Create Evaluation

POST /v1/evaluate

Creates a new evaluation job.

Authentication

Type: Bearer Token

Request Body

Field	Type	Required	Description
data	string	Yes	Evaluation input, formatted as: `<CONTEXT>...</CONTEXT>\n<USER INPUT>...</USER INPUT>\n<MODEL OUTPUT>...</MODEL OUTPUT>`
pass_criteria	string	Yes	The criteria that determine if the output passes.
rubric	string	Yes	The rubric or scoring guidelines for the evaluation.

Example Request

curl -X POST [https://sandbox-api.pegasi.ai/v1/evaluate](https://sandbox-api.pegasi.ai/v1/evaluate) \
  -H "Authorization: Bearer YOUR_TOKEN" \
  -H "Content-Type: application/json" \
  -d '{
    "data": "<CONTEXT>\nAcme Q2 earnings: $1.2B\n</CONTEXT>\n<USER INPUT>\nWhat were Acme’s Q2 earnings?\n</USER INPUT>\n<MODEL OUTPUT>\nAcme reported $1.2 billion in Q2 earnings.\n</MODEL OUTPUT>",
    "pass_criteria": "Must mention the correct Q2 earnings figure.",
    "rubric": "The answer should be factually correct and reference the provided context."
  }'

Example (Python, OpenAI SDK style)

data = """<CONTEXT>
Acme Q2 earnings: $1.2B
</CONTEXT>

<USER INPUT>
What were Acme's Q2 earnings?
</USER INPUT>

<MODEL OUTPUT>
Acme reported $1.2 billion in Q2 earnings.
</MODEL OUTPUT>
"""

resp = client.evaluations.create(
    data=data,
    pass_criteria="Must mention the correct Q2 earnings figure.",
    rubric="The answer should be factually correct and reference the provided context."
)

Example `pass_criteria`

The pass_criteria parameter defines the conditions that determine whether an evaluation passes or fails.
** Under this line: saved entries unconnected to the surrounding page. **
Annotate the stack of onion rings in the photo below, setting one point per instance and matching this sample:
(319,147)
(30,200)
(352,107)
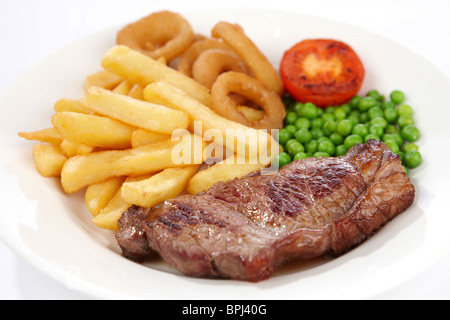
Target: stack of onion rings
(212,63)
(234,36)
(188,57)
(244,86)
(161,34)
(251,88)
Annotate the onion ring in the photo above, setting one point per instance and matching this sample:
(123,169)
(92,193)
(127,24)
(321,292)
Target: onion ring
(213,62)
(252,89)
(161,34)
(188,57)
(263,70)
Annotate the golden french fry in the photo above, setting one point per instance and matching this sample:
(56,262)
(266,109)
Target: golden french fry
(251,114)
(109,216)
(72,149)
(98,195)
(141,69)
(103,79)
(137,92)
(48,160)
(245,141)
(124,87)
(71,105)
(135,112)
(228,169)
(162,186)
(81,171)
(93,130)
(141,137)
(48,135)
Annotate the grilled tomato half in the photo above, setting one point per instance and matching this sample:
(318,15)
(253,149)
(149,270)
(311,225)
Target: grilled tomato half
(322,71)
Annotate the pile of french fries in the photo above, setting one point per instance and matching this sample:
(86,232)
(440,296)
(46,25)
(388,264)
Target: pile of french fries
(117,142)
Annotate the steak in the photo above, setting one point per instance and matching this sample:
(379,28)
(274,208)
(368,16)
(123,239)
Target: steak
(244,229)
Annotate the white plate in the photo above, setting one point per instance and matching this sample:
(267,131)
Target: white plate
(53,231)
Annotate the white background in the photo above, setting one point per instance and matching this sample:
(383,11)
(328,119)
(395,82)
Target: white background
(32,29)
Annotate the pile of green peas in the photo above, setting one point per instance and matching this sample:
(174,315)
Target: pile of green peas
(310,131)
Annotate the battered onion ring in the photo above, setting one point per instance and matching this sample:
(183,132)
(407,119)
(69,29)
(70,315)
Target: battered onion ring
(213,62)
(188,57)
(252,56)
(252,89)
(161,34)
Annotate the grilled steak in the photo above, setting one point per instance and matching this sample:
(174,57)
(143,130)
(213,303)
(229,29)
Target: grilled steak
(245,228)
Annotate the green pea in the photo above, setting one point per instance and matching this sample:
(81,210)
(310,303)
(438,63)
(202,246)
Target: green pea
(371,136)
(328,117)
(410,146)
(354,102)
(404,120)
(344,127)
(388,104)
(352,140)
(300,155)
(310,111)
(340,150)
(410,133)
(379,121)
(329,127)
(364,117)
(281,159)
(391,115)
(336,138)
(320,154)
(311,147)
(393,146)
(302,123)
(291,117)
(317,133)
(293,147)
(317,123)
(392,128)
(339,113)
(298,108)
(375,112)
(412,159)
(326,146)
(291,128)
(366,103)
(322,139)
(283,136)
(360,130)
(376,130)
(303,135)
(397,96)
(404,110)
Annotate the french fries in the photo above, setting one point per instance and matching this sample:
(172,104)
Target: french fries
(71,105)
(93,130)
(133,138)
(98,195)
(135,112)
(81,171)
(162,186)
(48,159)
(109,216)
(49,135)
(247,142)
(143,70)
(103,79)
(228,169)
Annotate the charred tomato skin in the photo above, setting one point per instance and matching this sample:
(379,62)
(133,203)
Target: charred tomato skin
(325,72)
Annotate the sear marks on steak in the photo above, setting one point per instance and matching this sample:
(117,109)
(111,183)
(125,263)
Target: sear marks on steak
(131,235)
(246,228)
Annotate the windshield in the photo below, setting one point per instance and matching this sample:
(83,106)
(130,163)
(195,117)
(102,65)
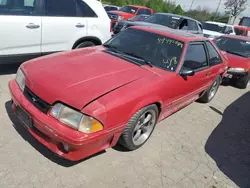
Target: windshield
(129,9)
(214,27)
(234,46)
(159,50)
(165,20)
(138,18)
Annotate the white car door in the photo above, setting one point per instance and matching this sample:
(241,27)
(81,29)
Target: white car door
(62,25)
(20,28)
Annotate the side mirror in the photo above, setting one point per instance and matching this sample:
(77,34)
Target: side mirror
(186,72)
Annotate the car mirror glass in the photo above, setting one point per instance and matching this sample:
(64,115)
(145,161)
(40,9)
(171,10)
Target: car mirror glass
(185,71)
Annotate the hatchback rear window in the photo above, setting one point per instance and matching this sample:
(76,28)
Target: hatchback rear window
(161,51)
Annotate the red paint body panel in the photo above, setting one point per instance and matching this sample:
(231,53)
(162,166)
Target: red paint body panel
(107,88)
(81,145)
(75,77)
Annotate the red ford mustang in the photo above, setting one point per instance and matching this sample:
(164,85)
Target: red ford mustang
(81,102)
(237,50)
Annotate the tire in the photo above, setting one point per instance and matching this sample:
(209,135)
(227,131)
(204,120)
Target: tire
(85,44)
(243,82)
(210,93)
(136,133)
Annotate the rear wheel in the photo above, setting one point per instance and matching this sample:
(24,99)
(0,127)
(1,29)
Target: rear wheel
(139,128)
(210,93)
(85,44)
(243,82)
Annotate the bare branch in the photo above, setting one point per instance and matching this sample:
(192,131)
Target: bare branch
(235,7)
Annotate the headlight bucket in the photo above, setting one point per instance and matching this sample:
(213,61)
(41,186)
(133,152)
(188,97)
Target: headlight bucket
(20,79)
(75,119)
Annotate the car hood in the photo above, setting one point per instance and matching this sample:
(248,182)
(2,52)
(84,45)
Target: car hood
(212,33)
(120,13)
(80,76)
(235,61)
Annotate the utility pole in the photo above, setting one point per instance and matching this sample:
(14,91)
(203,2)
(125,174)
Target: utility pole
(191,5)
(217,10)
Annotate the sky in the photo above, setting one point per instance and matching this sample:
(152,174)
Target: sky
(211,4)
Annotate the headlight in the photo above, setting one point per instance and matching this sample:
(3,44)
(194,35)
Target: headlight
(20,79)
(75,119)
(240,70)
(120,17)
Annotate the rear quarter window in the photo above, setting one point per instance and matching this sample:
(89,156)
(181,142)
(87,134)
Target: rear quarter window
(214,57)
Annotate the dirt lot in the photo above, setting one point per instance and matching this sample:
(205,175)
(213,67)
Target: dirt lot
(200,146)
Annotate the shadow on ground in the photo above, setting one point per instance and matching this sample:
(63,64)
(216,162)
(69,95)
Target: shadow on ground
(229,143)
(9,69)
(39,147)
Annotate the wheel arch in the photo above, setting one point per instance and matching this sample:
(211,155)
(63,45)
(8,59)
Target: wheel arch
(145,103)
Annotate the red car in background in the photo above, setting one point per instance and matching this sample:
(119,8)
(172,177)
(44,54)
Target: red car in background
(80,102)
(237,49)
(127,12)
(242,30)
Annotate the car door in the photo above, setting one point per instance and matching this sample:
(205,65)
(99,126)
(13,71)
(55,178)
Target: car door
(20,29)
(196,59)
(62,25)
(215,61)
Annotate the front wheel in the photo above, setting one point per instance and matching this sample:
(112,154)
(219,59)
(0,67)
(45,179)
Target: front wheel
(139,128)
(210,93)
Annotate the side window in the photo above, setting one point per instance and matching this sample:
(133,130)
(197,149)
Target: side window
(214,57)
(195,57)
(229,30)
(192,25)
(60,8)
(85,10)
(18,7)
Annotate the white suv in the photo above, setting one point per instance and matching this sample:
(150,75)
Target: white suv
(31,28)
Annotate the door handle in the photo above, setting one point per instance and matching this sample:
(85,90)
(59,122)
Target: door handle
(79,25)
(32,26)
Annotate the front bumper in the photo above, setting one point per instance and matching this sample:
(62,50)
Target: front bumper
(232,74)
(53,134)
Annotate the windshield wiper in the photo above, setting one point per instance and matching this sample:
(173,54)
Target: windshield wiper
(235,53)
(140,58)
(133,55)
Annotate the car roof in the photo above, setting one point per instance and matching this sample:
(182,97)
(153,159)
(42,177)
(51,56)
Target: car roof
(218,23)
(237,37)
(173,33)
(177,15)
(137,6)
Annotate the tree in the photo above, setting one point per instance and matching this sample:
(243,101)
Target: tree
(178,10)
(235,7)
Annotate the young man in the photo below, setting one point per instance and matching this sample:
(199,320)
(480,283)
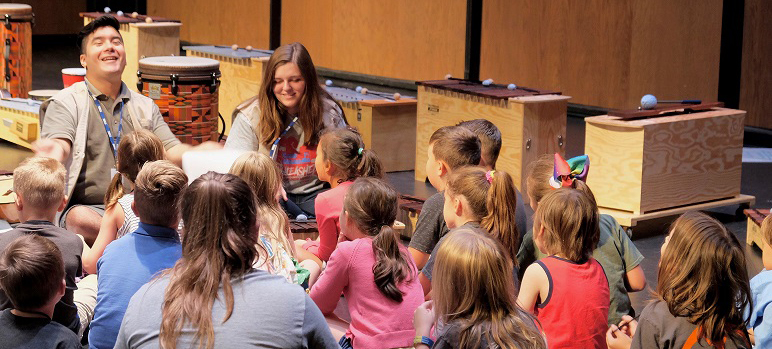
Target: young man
(39,189)
(96,113)
(32,275)
(450,147)
(133,260)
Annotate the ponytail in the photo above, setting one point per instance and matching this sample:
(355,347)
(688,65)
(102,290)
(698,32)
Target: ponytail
(391,266)
(114,191)
(501,201)
(369,165)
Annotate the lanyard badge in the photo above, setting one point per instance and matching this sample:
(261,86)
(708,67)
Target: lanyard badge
(114,141)
(275,145)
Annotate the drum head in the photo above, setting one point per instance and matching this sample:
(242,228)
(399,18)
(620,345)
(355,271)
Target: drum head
(180,65)
(15,9)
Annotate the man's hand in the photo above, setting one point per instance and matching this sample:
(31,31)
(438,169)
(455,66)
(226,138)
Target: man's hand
(57,149)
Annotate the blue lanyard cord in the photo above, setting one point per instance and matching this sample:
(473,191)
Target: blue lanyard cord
(113,141)
(275,145)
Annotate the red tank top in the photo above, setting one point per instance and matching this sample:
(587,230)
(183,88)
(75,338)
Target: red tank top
(575,313)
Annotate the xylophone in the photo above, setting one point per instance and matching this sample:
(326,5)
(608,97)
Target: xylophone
(143,36)
(242,74)
(20,121)
(532,121)
(386,122)
(755,217)
(16,65)
(668,162)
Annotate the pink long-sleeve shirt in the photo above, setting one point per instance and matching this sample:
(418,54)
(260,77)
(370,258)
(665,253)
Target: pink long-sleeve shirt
(376,321)
(328,206)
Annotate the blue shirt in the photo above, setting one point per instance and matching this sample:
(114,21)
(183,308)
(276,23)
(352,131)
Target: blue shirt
(761,316)
(126,265)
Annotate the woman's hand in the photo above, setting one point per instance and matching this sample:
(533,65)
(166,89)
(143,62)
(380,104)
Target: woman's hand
(423,319)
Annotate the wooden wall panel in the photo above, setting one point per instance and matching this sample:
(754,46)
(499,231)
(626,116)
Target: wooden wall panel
(604,52)
(404,39)
(59,17)
(225,22)
(756,80)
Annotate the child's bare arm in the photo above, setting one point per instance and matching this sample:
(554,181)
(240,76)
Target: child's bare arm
(635,280)
(535,283)
(112,220)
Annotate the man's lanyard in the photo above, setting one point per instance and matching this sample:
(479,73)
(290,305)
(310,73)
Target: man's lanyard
(113,141)
(272,153)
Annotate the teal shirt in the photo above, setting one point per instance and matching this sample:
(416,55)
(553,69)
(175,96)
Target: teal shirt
(615,252)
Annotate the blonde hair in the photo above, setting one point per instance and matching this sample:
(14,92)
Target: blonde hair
(220,246)
(264,177)
(40,182)
(473,287)
(571,223)
(135,149)
(342,147)
(492,203)
(159,185)
(702,276)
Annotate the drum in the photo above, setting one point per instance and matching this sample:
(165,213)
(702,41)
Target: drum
(185,89)
(16,65)
(42,95)
(73,75)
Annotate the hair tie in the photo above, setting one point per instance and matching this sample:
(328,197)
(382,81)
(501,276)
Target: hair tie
(566,172)
(489,176)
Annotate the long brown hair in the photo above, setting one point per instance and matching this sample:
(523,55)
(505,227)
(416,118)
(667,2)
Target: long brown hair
(702,277)
(312,103)
(371,204)
(219,245)
(474,289)
(344,148)
(571,223)
(263,175)
(135,150)
(492,202)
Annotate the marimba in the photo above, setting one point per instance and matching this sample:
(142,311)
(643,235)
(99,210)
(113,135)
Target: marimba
(242,74)
(21,123)
(143,38)
(532,121)
(386,121)
(755,217)
(662,162)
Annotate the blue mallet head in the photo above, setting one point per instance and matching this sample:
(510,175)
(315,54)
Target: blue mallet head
(648,102)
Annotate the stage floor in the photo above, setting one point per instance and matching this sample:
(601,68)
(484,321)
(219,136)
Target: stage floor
(51,54)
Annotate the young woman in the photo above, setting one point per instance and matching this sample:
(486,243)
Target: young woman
(285,120)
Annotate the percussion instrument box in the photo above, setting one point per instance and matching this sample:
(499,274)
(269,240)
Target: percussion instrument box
(161,37)
(242,74)
(20,121)
(387,126)
(755,218)
(673,160)
(16,65)
(532,122)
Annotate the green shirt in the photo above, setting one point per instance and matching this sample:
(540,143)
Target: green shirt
(616,253)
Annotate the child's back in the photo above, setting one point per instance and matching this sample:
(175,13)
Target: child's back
(575,310)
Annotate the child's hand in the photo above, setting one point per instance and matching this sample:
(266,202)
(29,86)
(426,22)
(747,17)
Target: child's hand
(423,319)
(620,336)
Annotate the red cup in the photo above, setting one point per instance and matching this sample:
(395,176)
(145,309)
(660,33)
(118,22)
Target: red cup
(73,75)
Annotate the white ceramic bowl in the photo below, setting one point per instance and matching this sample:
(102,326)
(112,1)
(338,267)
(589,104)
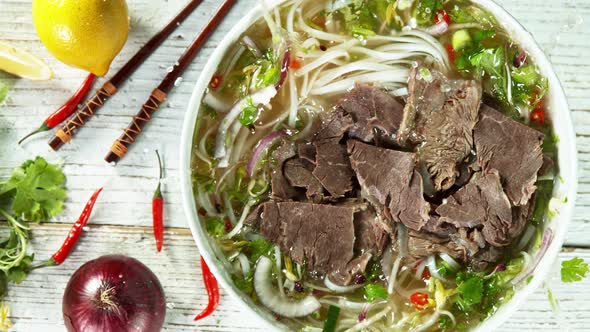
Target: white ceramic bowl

This can range from simple to complex requirements.

Simple Criteria

Must mention the correct Q2 earnings figure of $1.2B.

Multi-point Criteria

- The answer must reference the exact earnings figure from the context ($1.2B).
- The answer must be directly responsive to the user's question.
- No additional, unsupported claims should be present.
- The response must use professional, clear language.

Conditional Criteria

The response passes if it:
1. Correctly states Acme's Q2 earnings as $1.2B
2. AND either:
   a) Provides context about how this compares to previous quarters, OR
   b) Explains what factors contributed to this result (if present in context)
3. AND does not include any factual errors

Example `rubric`

The rubric parameter provides scoring guidelines for evaluating responses. A well-structured rubric helps ensure consistent evaluation.

Basic Rubric

- **Factual Accuracy (Required):** The answer must be factually correct and reference the provided context.
- **Relevance (Required):** The answer must directly address the user's question.
- **Completeness:** The answer should provide all relevant details from the context.
- **No Hallucination:** The answer should not invent facts not present in the context.

Detailed Scoring Rubric

Score responses on a scale of 1-5 for each criterion:

1. **Factual Accuracy** (40% weight)
   - 5: Perfect accuracy, with precise figures from context
   - 3: Mostly accurate with minor imprecisions
   - 1: Contains significant factual errors

2. **Relevance** (30% weight)
   - 5: Directly addresses the specific question asked
   - 3: Somewhat relevant but includes tangential information
   - 1: Fails to address the question

3. **Completeness** (20% weight)
   - 5: Includes all relevant information from context
   - 3: Includes most key points but misses some details
   - 1: Missing critical information

4. **Clarity** (10% weight)
   - 5: Clear, concise, well-structured response
   - 3: Somewhat clear but could be better organized
   - 1: Confusing or poorly structured

Domain-Specific Example: Financial Reports

For earnings report questions:

- **Numerical Accuracy:** Must state the exact figures as presented in context
- **Temporal Precision:** Must correctly identify the time period (Q2, 1H25, etc.)
- **Company Identification:** Must correctly attribute figures to the right entity
- **Contextual Comparison:** Should include YoY or QoQ comparisons if present in context
- **Jargon Usage:** Should use appropriate financial terminology

Create Evaluation Slopsquatting

POST /v1/evaluate/security/slopsquatting

Creates a security evaluation to detect hallucinated dependencies and slopsquatting vulnerabilities in AI-generated code.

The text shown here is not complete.